According to the suit, officers also did not summon emergency medical care in a timely manner once Quintana showed signs of serious distress.
Claims, counsel and damages
The lawsuit was filed by Andrew S. Quintana and Angela Quintana, acting as special administrator of their son's estate. It seeks compensatory damages in excess of $15,000 for funeral and burial costs, along with punitive damages. Court records show the family is represented by attorney Jonathan Lee of the Richard Harris Law Firm.
Contractor liability and past litigation
NaphCare, a Birmingham-based private contractor that provides intake screening, detoxification and monitoring in jails around the country, is also named as a defendant. Private health providers are often pulled into civil suits after in-custody deaths, and NaphCare has been involved in prior Nevada litigation over jail medical care, according to federal court filings on Justia.
Why this matters
Public health experts and the U.S. Department of Justice have warned that people in jail face especially high risks of overdose and severe withdrawal. They have urged facilities to strengthen intake screening, provide structured withdrawal management and keep naloxone close at hand. The Justice Department recently rolled out guidance on how jails should manage substance withdrawal, a resource advocates regularly cite when pressing for tighter medical protocols in lockups, according to Corrections1.

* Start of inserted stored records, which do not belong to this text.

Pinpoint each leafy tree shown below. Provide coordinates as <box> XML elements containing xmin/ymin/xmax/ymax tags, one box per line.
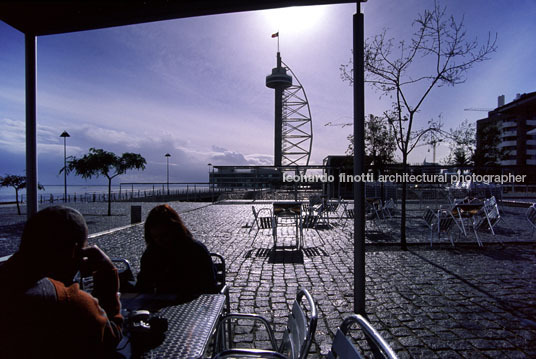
<box><xmin>340</xmin><ymin>1</ymin><xmax>496</xmax><ymax>249</ymax></box>
<box><xmin>346</xmin><ymin>114</ymin><xmax>397</xmax><ymax>175</ymax></box>
<box><xmin>445</xmin><ymin>119</ymin><xmax>476</xmax><ymax>166</ymax></box>
<box><xmin>473</xmin><ymin>123</ymin><xmax>507</xmax><ymax>172</ymax></box>
<box><xmin>62</xmin><ymin>148</ymin><xmax>146</xmax><ymax>216</ymax></box>
<box><xmin>0</xmin><ymin>175</ymin><xmax>44</xmax><ymax>215</ymax></box>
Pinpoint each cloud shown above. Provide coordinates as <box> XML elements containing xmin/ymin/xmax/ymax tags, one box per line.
<box><xmin>209</xmin><ymin>147</ymin><xmax>274</xmax><ymax>166</ymax></box>
<box><xmin>0</xmin><ymin>118</ymin><xmax>25</xmax><ymax>153</ymax></box>
<box><xmin>211</xmin><ymin>145</ymin><xmax>228</xmax><ymax>152</ymax></box>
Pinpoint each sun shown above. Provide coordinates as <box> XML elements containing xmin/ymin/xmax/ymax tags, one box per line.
<box><xmin>262</xmin><ymin>5</ymin><xmax>326</xmax><ymax>36</ymax></box>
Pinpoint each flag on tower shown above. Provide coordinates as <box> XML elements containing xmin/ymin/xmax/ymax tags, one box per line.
<box><xmin>271</xmin><ymin>32</ymin><xmax>279</xmax><ymax>38</ymax></box>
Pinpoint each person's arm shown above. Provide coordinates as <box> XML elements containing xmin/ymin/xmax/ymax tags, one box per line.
<box><xmin>51</xmin><ymin>278</ymin><xmax>123</xmax><ymax>352</ymax></box>
<box><xmin>79</xmin><ymin>246</ymin><xmax>123</xmax><ymax>347</ymax></box>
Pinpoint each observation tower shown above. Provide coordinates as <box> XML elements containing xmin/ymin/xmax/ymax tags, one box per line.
<box><xmin>266</xmin><ymin>52</ymin><xmax>313</xmax><ymax>169</ymax></box>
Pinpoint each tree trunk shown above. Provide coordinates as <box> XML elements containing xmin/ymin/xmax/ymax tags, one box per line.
<box><xmin>400</xmin><ymin>155</ymin><xmax>408</xmax><ymax>250</ymax></box>
<box><xmin>107</xmin><ymin>178</ymin><xmax>112</xmax><ymax>216</ymax></box>
<box><xmin>15</xmin><ymin>188</ymin><xmax>21</xmax><ymax>215</ymax></box>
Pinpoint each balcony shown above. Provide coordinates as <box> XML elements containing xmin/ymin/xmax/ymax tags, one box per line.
<box><xmin>501</xmin><ymin>121</ymin><xmax>517</xmax><ymax>128</ymax></box>
<box><xmin>502</xmin><ymin>131</ymin><xmax>517</xmax><ymax>137</ymax></box>
<box><xmin>498</xmin><ymin>141</ymin><xmax>516</xmax><ymax>148</ymax></box>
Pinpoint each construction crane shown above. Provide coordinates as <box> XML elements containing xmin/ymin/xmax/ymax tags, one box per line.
<box><xmin>463</xmin><ymin>108</ymin><xmax>492</xmax><ymax>112</ymax></box>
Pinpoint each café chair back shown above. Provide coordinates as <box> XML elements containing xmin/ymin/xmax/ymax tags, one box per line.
<box><xmin>342</xmin><ymin>208</ymin><xmax>355</xmax><ymax>229</ymax></box>
<box><xmin>527</xmin><ymin>203</ymin><xmax>536</xmax><ymax>238</ymax></box>
<box><xmin>381</xmin><ymin>198</ymin><xmax>396</xmax><ymax>219</ymax></box>
<box><xmin>75</xmin><ymin>257</ymin><xmax>135</xmax><ymax>294</ymax></box>
<box><xmin>215</xmin><ymin>288</ymin><xmax>317</xmax><ymax>359</ymax></box>
<box><xmin>111</xmin><ymin>258</ymin><xmax>137</xmax><ymax>293</ymax></box>
<box><xmin>326</xmin><ymin>314</ymin><xmax>398</xmax><ymax>359</ymax></box>
<box><xmin>249</xmin><ymin>206</ymin><xmax>276</xmax><ymax>234</ymax></box>
<box><xmin>210</xmin><ymin>252</ymin><xmax>232</xmax><ymax>348</ymax></box>
<box><xmin>480</xmin><ymin>196</ymin><xmax>503</xmax><ymax>235</ymax></box>
<box><xmin>213</xmin><ymin>348</ymin><xmax>289</xmax><ymax>358</ymax></box>
<box><xmin>422</xmin><ymin>209</ymin><xmax>455</xmax><ymax>247</ymax></box>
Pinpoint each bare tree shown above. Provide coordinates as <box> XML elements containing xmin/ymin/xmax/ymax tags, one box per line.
<box><xmin>341</xmin><ymin>1</ymin><xmax>497</xmax><ymax>249</ymax></box>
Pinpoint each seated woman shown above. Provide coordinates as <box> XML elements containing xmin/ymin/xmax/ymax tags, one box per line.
<box><xmin>136</xmin><ymin>204</ymin><xmax>218</xmax><ymax>302</ymax></box>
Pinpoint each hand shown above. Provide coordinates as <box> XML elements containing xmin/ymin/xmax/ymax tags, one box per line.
<box><xmin>80</xmin><ymin>245</ymin><xmax>115</xmax><ymax>274</ymax></box>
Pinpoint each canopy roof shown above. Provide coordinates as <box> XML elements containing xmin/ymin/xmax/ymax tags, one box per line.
<box><xmin>0</xmin><ymin>1</ymin><xmax>355</xmax><ymax>36</ymax></box>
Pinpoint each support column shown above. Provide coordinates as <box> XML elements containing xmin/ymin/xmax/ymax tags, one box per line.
<box><xmin>25</xmin><ymin>34</ymin><xmax>38</xmax><ymax>219</ymax></box>
<box><xmin>353</xmin><ymin>4</ymin><xmax>366</xmax><ymax>315</ymax></box>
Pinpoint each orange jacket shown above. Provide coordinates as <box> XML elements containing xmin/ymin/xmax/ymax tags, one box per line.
<box><xmin>0</xmin><ymin>256</ymin><xmax>123</xmax><ymax>359</ymax></box>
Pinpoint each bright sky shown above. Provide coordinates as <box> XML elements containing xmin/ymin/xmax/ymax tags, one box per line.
<box><xmin>1</xmin><ymin>0</ymin><xmax>535</xmax><ymax>185</ymax></box>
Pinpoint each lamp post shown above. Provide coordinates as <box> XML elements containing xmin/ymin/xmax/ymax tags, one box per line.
<box><xmin>60</xmin><ymin>131</ymin><xmax>70</xmax><ymax>202</ymax></box>
<box><xmin>207</xmin><ymin>163</ymin><xmax>212</xmax><ymax>202</ymax></box>
<box><xmin>165</xmin><ymin>153</ymin><xmax>171</xmax><ymax>196</ymax></box>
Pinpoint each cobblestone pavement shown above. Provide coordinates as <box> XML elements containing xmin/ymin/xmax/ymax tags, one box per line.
<box><xmin>0</xmin><ymin>201</ymin><xmax>208</xmax><ymax>256</ymax></box>
<box><xmin>81</xmin><ymin>202</ymin><xmax>536</xmax><ymax>358</ymax></box>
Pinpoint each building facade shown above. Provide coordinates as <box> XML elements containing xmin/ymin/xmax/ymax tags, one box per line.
<box><xmin>477</xmin><ymin>92</ymin><xmax>536</xmax><ymax>167</ymax></box>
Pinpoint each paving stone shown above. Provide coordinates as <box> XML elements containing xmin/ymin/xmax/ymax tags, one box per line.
<box><xmin>25</xmin><ymin>201</ymin><xmax>535</xmax><ymax>359</ymax></box>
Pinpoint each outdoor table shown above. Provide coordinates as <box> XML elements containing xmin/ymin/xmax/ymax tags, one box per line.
<box><xmin>451</xmin><ymin>201</ymin><xmax>484</xmax><ymax>239</ymax></box>
<box><xmin>117</xmin><ymin>293</ymin><xmax>226</xmax><ymax>359</ymax></box>
<box><xmin>273</xmin><ymin>201</ymin><xmax>303</xmax><ymax>249</ymax></box>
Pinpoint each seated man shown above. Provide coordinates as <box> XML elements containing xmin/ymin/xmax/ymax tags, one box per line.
<box><xmin>0</xmin><ymin>206</ymin><xmax>122</xmax><ymax>359</ymax></box>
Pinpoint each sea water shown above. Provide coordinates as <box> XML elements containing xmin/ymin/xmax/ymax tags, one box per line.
<box><xmin>0</xmin><ymin>183</ymin><xmax>210</xmax><ymax>203</ymax></box>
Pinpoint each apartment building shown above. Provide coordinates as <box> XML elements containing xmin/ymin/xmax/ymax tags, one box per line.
<box><xmin>476</xmin><ymin>92</ymin><xmax>536</xmax><ymax>166</ymax></box>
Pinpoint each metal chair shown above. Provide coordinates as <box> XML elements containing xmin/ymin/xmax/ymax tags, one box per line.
<box><xmin>213</xmin><ymin>349</ymin><xmax>289</xmax><ymax>358</ymax></box>
<box><xmin>326</xmin><ymin>314</ymin><xmax>398</xmax><ymax>359</ymax></box>
<box><xmin>422</xmin><ymin>208</ymin><xmax>455</xmax><ymax>247</ymax></box>
<box><xmin>470</xmin><ymin>197</ymin><xmax>504</xmax><ymax>246</ymax></box>
<box><xmin>366</xmin><ymin>199</ymin><xmax>383</xmax><ymax>220</ymax></box>
<box><xmin>342</xmin><ymin>207</ymin><xmax>355</xmax><ymax>229</ymax></box>
<box><xmin>112</xmin><ymin>258</ymin><xmax>136</xmax><ymax>293</ymax></box>
<box><xmin>210</xmin><ymin>252</ymin><xmax>232</xmax><ymax>349</ymax></box>
<box><xmin>480</xmin><ymin>196</ymin><xmax>504</xmax><ymax>236</ymax></box>
<box><xmin>250</xmin><ymin>206</ymin><xmax>277</xmax><ymax>237</ymax></box>
<box><xmin>381</xmin><ymin>198</ymin><xmax>396</xmax><ymax>219</ymax></box>
<box><xmin>527</xmin><ymin>204</ymin><xmax>536</xmax><ymax>238</ymax></box>
<box><xmin>76</xmin><ymin>257</ymin><xmax>135</xmax><ymax>293</ymax></box>
<box><xmin>215</xmin><ymin>288</ymin><xmax>317</xmax><ymax>359</ymax></box>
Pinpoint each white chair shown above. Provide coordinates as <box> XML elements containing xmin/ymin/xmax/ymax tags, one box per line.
<box><xmin>526</xmin><ymin>204</ymin><xmax>536</xmax><ymax>239</ymax></box>
<box><xmin>249</xmin><ymin>206</ymin><xmax>276</xmax><ymax>234</ymax></box>
<box><xmin>422</xmin><ymin>208</ymin><xmax>455</xmax><ymax>247</ymax></box>
<box><xmin>381</xmin><ymin>198</ymin><xmax>396</xmax><ymax>219</ymax></box>
<box><xmin>474</xmin><ymin>196</ymin><xmax>504</xmax><ymax>245</ymax></box>
<box><xmin>215</xmin><ymin>288</ymin><xmax>317</xmax><ymax>359</ymax></box>
<box><xmin>326</xmin><ymin>314</ymin><xmax>398</xmax><ymax>359</ymax></box>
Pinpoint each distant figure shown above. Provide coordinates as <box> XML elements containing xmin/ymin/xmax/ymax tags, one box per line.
<box><xmin>0</xmin><ymin>206</ymin><xmax>122</xmax><ymax>359</ymax></box>
<box><xmin>136</xmin><ymin>204</ymin><xmax>217</xmax><ymax>302</ymax></box>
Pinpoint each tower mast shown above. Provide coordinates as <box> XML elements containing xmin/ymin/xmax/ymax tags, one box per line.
<box><xmin>266</xmin><ymin>51</ymin><xmax>292</xmax><ymax>167</ymax></box>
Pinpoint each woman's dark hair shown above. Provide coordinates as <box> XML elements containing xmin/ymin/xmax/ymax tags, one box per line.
<box><xmin>144</xmin><ymin>204</ymin><xmax>192</xmax><ymax>246</ymax></box>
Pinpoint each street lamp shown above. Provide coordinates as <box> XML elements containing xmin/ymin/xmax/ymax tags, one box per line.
<box><xmin>165</xmin><ymin>153</ymin><xmax>171</xmax><ymax>195</ymax></box>
<box><xmin>60</xmin><ymin>131</ymin><xmax>70</xmax><ymax>202</ymax></box>
<box><xmin>207</xmin><ymin>163</ymin><xmax>213</xmax><ymax>203</ymax></box>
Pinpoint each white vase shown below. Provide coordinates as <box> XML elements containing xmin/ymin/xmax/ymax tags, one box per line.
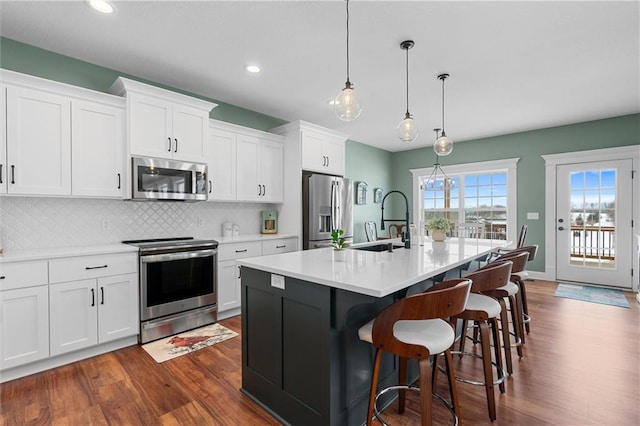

The Quintana complaint is newly filed and will move through District Court. City officials told reporters they do not comment on pending litigation, and NaphCare said it had not yet been formally served, per reporting. Attorneys for the family say they expect discovery to scrutinize intake records, surveillance logs and emergency medical response procedures at the North Las Vegas Community Correctional Center as the case proceeds.